The basics
Symmetrical plots: left skewed and right skewed
- Population size = N
- Central tendency is where the data gathers around
- mean is the average
- median the middle value
- mode most frequent occurring data item
- range largest data item - smallest item
- variance average distance from the mean, \(\sigma^2\)
- standard deviation square root of variance
- proportion (p) the ratio of data items divided by total
- InterQuartile Range (IQR) 3rd quartile minus the 1st quartile
- sample variance \(s^2\)
- sample mean \(x^-\) x with a bar on top
simple stats
sample.pop = 1:20
mean(sample.pop)
[1] 10.5
var(sample.pop)
[1] 35
sd(sample.pop)
[1] 5.91608
Central Limit Theorem = the sample size n taken from population with average \(\mu\) and variance \(\sigma^2\) . If n > 30 then the sampling is approximately Normal Distributed (\(\sigma^2\) / N)
Confidence Interval
- confidence level (90%, 95%, 98%)
- define alpha \(\alpha\) value, [1 - 0.95] \(\alpha\) = 0.05
- find z value \(\alpha\) / 2
IF n > 30 use z-table
- if population is normal and std is known, use z-table
- if population is normal and std is not known, use t-table
IF n < 30, use Degrees of Freedom and t-test
Ex. weights of Canadian adults in kg, normal distribution. Sample size is 25, sample mean is 80.4, sample variance is 20.25. Find 98% confidence interval for population mean.
sample population < 30, use DoF, df= n-1, df= 24 alpha/2 = .02/2 = .010 t-table = 2.492
the average confidence interval (80.4 - 2.492) <
\(\mu\) < (80.4 + 2.492)
4 bags of chips of 220g, with a sample mean 217.25, sample variance 6.25. Normal distribution. Alpha level is 0.05.
- Null: \(\mu\) = 220. Alternative: \(\mu\) < 220.

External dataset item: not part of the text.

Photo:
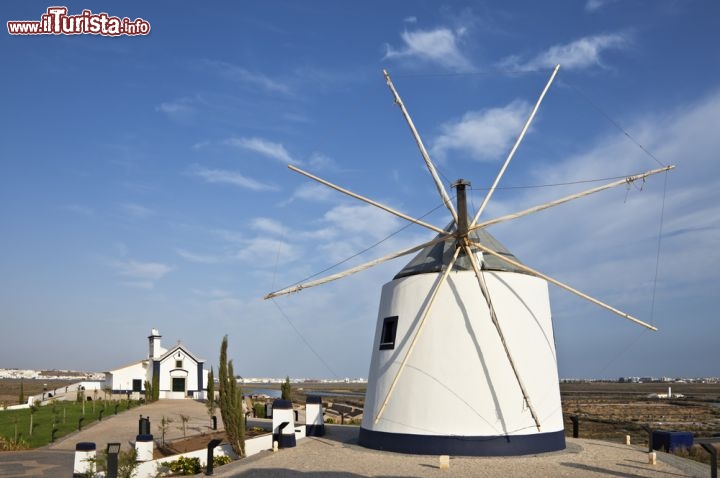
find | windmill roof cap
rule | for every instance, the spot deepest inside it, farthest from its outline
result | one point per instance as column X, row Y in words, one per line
column 435, row 258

- Confidence Interval: \(\alpha\) = 0.05
- sample size: 4 < 30, use t-table
- df= 4 - 1 = 3
- t-table value: (df and alpha) 2.353.
- interested in 1 tail, left side (less chips), t= -2.353
- reject null if t falls in rejection region
- t-test = (217.2 -220/ 2.5/ sqrt(4)) = -2.2
- fail to reject null
Descriptive Stats
Descriptive stats
- central tendency (mean, median, mode)
- variability (range, std)
Inferential Stats
there are 2 main uses
- significance testing, determine if differences or relationship between groups is statistically significant (occurrence is not just pure chance)

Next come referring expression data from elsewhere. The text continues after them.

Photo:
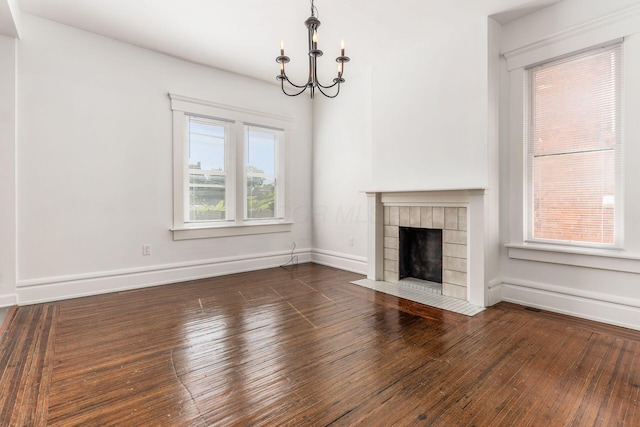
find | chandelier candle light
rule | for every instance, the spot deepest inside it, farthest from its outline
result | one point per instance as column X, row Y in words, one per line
column 312, row 24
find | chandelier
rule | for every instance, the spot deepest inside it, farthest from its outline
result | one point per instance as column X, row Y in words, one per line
column 312, row 23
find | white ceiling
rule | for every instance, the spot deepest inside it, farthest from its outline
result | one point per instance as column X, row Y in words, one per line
column 244, row 36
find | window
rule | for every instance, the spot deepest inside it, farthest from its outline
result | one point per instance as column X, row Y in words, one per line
column 573, row 148
column 208, row 165
column 263, row 190
column 229, row 170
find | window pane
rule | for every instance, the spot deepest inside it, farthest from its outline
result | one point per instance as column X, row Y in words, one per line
column 206, row 146
column 206, row 202
column 260, row 153
column 573, row 144
column 261, row 197
column 574, row 197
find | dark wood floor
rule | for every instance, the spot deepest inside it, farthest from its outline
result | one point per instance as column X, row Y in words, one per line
column 304, row 347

- estimate population parameters from sample stats
Between Groups: select a sample, assign each person to 1 of the binary label of Indep. Var
Within Groups: each person is assigned to all labels, same group gets diff levels, groups are matched related to the dependent variable
Hypothesis Testing
The p-value is the probability of a result happening by pure randomness alone. The alpha \(\alpha\) = 0.05 (95% confidence level, 5% chance of making type 1 error)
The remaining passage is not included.